最終的に拓哉は、2人の記念日に料理を作りにいくと記した手紙を渡したのだ。 色々考えたが、みんなからのアドバイスを受けて、自分らしいプレゼントとはと考えた時に料理しか浮かばずこの結論になった。


「本当に、わざわざありがとうございました。 それから、素敵な贈り物をありがとうございます。あと、父とアドルフのこと感謝しています」


ヘルカの言葉を聞いて、ちゃんとアドルフとゼーランは男同士の話し合いをしたのだなと思う拓哉。

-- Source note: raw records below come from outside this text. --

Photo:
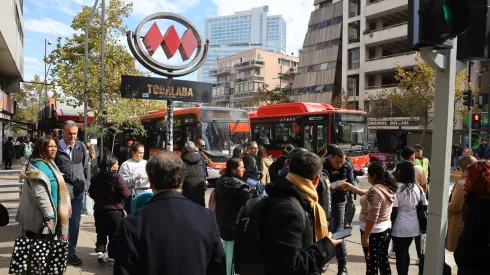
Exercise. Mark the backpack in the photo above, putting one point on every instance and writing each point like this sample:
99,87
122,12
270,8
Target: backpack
28,149
248,254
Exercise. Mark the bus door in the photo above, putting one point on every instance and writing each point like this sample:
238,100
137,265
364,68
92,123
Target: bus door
315,135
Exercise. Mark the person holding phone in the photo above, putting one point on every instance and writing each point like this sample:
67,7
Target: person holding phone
375,223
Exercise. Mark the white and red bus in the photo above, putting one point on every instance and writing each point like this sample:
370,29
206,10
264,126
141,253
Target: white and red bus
312,126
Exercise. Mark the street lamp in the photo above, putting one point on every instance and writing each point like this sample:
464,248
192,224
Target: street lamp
46,43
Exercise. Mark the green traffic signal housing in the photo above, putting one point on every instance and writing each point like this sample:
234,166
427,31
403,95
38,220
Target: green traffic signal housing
432,22
467,98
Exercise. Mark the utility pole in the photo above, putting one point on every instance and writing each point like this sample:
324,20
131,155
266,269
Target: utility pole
85,94
441,155
102,68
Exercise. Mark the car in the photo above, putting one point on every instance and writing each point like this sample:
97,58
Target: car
388,159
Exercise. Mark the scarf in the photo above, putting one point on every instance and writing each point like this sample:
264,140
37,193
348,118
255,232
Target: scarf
64,201
308,190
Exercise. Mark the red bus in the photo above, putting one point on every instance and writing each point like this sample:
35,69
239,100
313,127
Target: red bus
222,129
312,126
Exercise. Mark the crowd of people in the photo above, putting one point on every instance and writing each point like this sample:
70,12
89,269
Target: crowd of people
268,217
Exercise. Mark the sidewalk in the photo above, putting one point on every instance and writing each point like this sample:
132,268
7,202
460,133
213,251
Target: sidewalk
86,244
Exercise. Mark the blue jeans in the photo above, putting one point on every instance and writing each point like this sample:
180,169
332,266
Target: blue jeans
336,223
76,215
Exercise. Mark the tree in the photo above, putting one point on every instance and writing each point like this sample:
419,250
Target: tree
413,96
27,102
266,96
68,68
342,100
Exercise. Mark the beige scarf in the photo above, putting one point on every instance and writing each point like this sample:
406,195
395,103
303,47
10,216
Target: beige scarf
64,201
309,193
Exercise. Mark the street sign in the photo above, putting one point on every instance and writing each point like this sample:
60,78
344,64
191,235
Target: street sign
143,48
165,89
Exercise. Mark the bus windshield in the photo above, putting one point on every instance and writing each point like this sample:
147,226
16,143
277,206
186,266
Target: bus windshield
350,130
222,137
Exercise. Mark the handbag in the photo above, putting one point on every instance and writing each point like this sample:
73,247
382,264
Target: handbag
422,213
39,256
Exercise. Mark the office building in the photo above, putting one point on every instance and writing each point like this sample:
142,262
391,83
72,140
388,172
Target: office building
320,69
239,76
242,31
11,59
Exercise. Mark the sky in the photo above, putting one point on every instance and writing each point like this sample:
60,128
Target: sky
50,19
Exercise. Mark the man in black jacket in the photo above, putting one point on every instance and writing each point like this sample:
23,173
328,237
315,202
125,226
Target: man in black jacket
170,234
290,245
250,162
72,160
338,169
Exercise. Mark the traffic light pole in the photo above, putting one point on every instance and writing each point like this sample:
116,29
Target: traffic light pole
470,118
441,155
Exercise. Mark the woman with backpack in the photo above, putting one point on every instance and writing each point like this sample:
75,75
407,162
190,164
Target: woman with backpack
406,225
108,190
231,194
375,223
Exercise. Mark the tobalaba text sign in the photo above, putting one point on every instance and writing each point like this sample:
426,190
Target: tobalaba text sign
165,89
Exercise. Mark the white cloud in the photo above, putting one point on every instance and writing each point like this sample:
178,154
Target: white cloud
147,7
295,12
32,61
48,25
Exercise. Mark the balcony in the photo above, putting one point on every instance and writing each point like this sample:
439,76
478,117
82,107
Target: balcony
220,98
379,8
375,90
220,72
250,64
393,33
250,78
221,84
387,63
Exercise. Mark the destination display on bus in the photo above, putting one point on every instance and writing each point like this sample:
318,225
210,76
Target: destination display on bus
217,114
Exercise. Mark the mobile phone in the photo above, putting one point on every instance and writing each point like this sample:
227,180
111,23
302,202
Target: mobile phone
342,234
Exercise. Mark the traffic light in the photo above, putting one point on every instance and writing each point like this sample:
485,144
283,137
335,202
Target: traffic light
432,22
476,121
467,98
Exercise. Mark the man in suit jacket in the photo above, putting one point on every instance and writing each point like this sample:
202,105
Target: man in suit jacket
170,234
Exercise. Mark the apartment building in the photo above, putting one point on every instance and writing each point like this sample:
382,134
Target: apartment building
11,59
242,31
239,76
320,69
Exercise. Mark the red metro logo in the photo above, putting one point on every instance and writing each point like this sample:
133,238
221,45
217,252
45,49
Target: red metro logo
144,47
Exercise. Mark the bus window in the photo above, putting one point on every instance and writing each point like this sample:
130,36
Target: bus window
263,134
287,133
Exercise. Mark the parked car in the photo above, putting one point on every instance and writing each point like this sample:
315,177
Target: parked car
388,159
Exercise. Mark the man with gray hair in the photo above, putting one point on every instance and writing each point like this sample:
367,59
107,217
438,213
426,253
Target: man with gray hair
72,160
170,234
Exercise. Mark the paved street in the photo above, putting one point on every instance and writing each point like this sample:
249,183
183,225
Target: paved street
87,239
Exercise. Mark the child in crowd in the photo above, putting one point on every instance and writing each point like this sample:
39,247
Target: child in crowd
108,190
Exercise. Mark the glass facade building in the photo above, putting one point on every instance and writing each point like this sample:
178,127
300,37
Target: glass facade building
242,31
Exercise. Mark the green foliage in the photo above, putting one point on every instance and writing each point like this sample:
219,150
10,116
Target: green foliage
68,67
266,96
414,95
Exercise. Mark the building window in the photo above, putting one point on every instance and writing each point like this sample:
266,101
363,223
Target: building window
354,32
354,59
353,85
354,8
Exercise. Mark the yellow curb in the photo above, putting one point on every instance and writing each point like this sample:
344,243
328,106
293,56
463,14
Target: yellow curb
455,176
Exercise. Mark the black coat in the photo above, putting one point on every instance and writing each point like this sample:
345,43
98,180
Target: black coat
231,195
290,248
251,168
194,187
169,235
473,251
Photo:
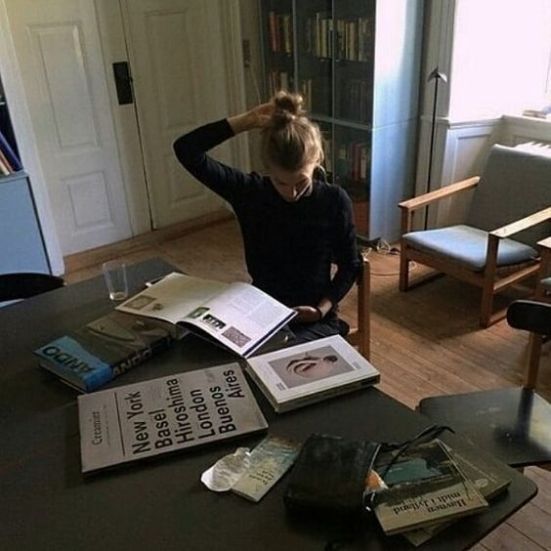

「もう少ししたら、家に帰れそうなので待っていてください。 アニカと一緒に頑張って早く帰れるようにします。 それから、私たちが帰るまでお父さんをよろしくね。桜花」


「パパ〜寂しいの!最後にぎゅーってして! 桜花お姉ちゃんもぎゅ〜って」


「3人ともおいで」


近寄ってきた3人を抱きしめる拓哉。 

泣き出すラリサとアニカの頭を撫でて、「早く一緒に暮らそうな」と声をかける。

暫く抱擁をし立ち上がる拓哉。 そこに、ヴァレリーが話しかけてくる。


「今回は、客として招いたにも関わらず、色々迷惑をかけてしまって悪かった。 それに、城の食の改善も助かった。 ありがとう。 是非、いつでも魔国に訪問してほしい。 昨日話した膿も今日いなくなるからな」


ヴァレリーから多いに感謝されるのと、不正を働いた者が粛正されることも伝えてくる。


「こちらこそ、初めての旅行も兼ねてきましたので新鮮な気持ちでした。 次回は行っていないところを散策したいですね。 まぁ当分は、家でのんびりしたいですがね。 色々お世話になり、ありがとうございました」


旅行もいいけど、やっぱり我が家が1番落ち着くのと、憩い亭で料理を提供している方が性に合っているなと思う拓哉。


その後、何人もの人と挨拶を交わした。

その中でも印象深かったのが、ヴィクトリアさんだ。 絶対に冷たいお菓子をすぐに作りなさいと言うことだった。終いにはもう少しここにいていいのよと言われたが、氷菓子生成機にはなりたくない拓哉は、店で試行錯誤したいからという理由で逃げた。


再度ラリサとアニカの前に行く。


「ラリサとアニカ、元気でな。 久々に会えてよかった。 次会う時を楽しみにしてるからな」


拓哉がそう言うと「お父さん」「パパ」と言って再度抱きついてくる。

拓哉は、頭を撫ででお別れをする。


全員に手を振り最後のお別れをすると、ヴァレリーが転移をしてくれる。


一瞬にして家まで辿り着く。

やっと帰ってきたと目を開けて、拓哉が周りを見渡すと以前の風景ではなく、土だった家の周りは全て舗装され、家らしき建物が数件並び、豪華な村が出来上がっていた。


「なんじゃこりゃ〜」と叫ぶのであった。